# Solutions to Interview Questions 1

May 14, 2010 7 Comments

Sorry guys for posting too late here … I have been in a dream world since I got accepted at **Google, Bangalore**. I have left my college campus and now am at home and will be updating the blog more than before :). Now I shall start posting solutions to the problems here ( some of them even I don’t know so will have to think over them 😛 ) and also will be looking and **creating** new problems.

This post provides the solution/approaches to solve the problems listed by me in Interview Questions 1.

The solutions here are derived through the comments section and by me. So please post any corrections or improvements.

**Question 1** : Consider a binary tree, and listing of its nodes in the inorder traversal. Now write a function such that given any node in the tree it returns the next node that is visited by in the inorder traversal program.

E.g. if the is tree is like root – 1 has children 2, 3. 2 has children 4, 5. Then given 4, it should return 2 and given 5 it should return 1 etc.

**Solution 1** [ given by spsneo in the comments] : If each node has a pointer to its parent, then it is easy-

1) The node is a leaf-node and it is the left child of its parent – its parent is the inorder successor

2) The node is a leaf-node and it is the right child of its parent – keep on going up till there is a node which is a left child of its parent, this parent is the inorder successor

3)The node has a right child – leftmost leaf of the subtree rooted at its right child.
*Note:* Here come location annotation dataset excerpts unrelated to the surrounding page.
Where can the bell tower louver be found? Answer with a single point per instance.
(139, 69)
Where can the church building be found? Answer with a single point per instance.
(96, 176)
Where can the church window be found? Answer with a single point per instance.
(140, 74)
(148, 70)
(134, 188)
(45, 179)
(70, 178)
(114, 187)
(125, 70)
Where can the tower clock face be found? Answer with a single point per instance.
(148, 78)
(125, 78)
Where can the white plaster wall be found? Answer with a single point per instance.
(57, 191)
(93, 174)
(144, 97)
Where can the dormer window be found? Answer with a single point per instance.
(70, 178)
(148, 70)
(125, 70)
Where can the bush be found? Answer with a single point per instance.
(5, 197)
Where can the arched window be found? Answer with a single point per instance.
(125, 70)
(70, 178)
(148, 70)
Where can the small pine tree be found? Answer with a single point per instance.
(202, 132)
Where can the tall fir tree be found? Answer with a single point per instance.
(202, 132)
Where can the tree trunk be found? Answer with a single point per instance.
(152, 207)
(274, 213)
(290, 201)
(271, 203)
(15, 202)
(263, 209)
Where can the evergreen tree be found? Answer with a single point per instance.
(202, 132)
**Question 2 **: Given an array of n numbers in which all the members are less than or equal to k (k<n). device an algorithm of order O(k) to find the first repeating element.

**Solution 2**: The order will be O(k) because the (k+1)th number will have to be a repeated one and it will be the solution in the worst case. So, the method is simply to remember the numbers ( < k) seen and mark the index corresponding to them as -ve. So, whenever you see a number, say i, it will be < k, and you mark the number at arr[i] as -arr[i]. If it is already a -ve number then it is the solution. Do this from arr[0] up till the solution condition is not met. In this case, the array can be acquired back, just negate the negative numbers, but still the array has to be modified. If it is not the case, then O(k) space will be needed.

** Question 3**: You r given a large string of characters lets call it Sbig. Then there is a small set of characters lets call it Ssmall. You have to find smallest substring of Sbig which contains all characters in Ssmall.

For example you are given Sbig = “hello what are you doing”

Ssmall= “eo”

answer is “ello”

** Solution 3**: The detailed solution to this problem is discussed in my post Programming Problem Solution 2.

**Question 4**: Given a positive integer having all unique digits. Find the immediate next greater number having the same digits.

**Solution 4**: Start from the one’s digit and move towards the left till the digits are in increasing order. When you find the nth digit (from left) is smaller than (n-1)th digit (from left), you stop here. The digits you have encountered till now, including the nth digit from left, will be sufficient for you to construct the next immediate largest number. If there is no (n+1)th digit, i.e. the number is like 875, then there is no solution, obviously :). Else, you can easily see that you only have to construct the next largest number by carefully rearranging the digits you selected in the previous step. So, replace the nth digit with the immediate larger of the (n-1) digits from left and then sort the remaining digits in ascending order and append it to the already constructed number. (It’s complex to explain here :P)

eg. 23471

nth = 4

n-1th = 7

the larger digit among 7 and 1 ** which is immediately larger than 4** is 7. So append **7** to **23**.

The number till now is **237**.

The digits remain 1,4. Sort them .. 14

Append it to 237

Resulting number 23714

Another Eg. 83496521

nth = 4

n-1th = 9

the larger digit among 9,6,5,2,1 **which is immediately larger than 4 is 5**. So append 5 to 83.

The number till now is **835**

The digits remain 9,6,2,1,4. Sort them : 12469

Append it to existing number 83512469

Please post if any test case does not satisfy this.

can clarify the soln to question number 4..please

I’m sorry for the typos I had made. I have updated the solution so you can refer back to it.

Anyways, in the example given, when we move from one’s digit i.e. 5 towards the left we see 7 which is in ascending order, so we move further and see 4 which is not in ascending order. So we rotate 475 by 1 towards the left so that it becomes 547 and keep the remaining number as is.

for question 2….

Its clear how to do it in O(n) in O(k) space ..

How to do it in O(n) in O(1) space is not clear….can u please elaborate.

thanks

It is a standard technique used to find duplicated numbers in an array where one can modify the contents of the array. Just take an example array and follow the steps. You will easily figure out.

for 4th q if no. is 23471 according to ur logic d rotated no. will be 23147 which is lessser dan thr original. Hw to go wit dat?

Thanx for pointing out the error. I have updated the solution. 🙂

Hey how to apply for google off campus.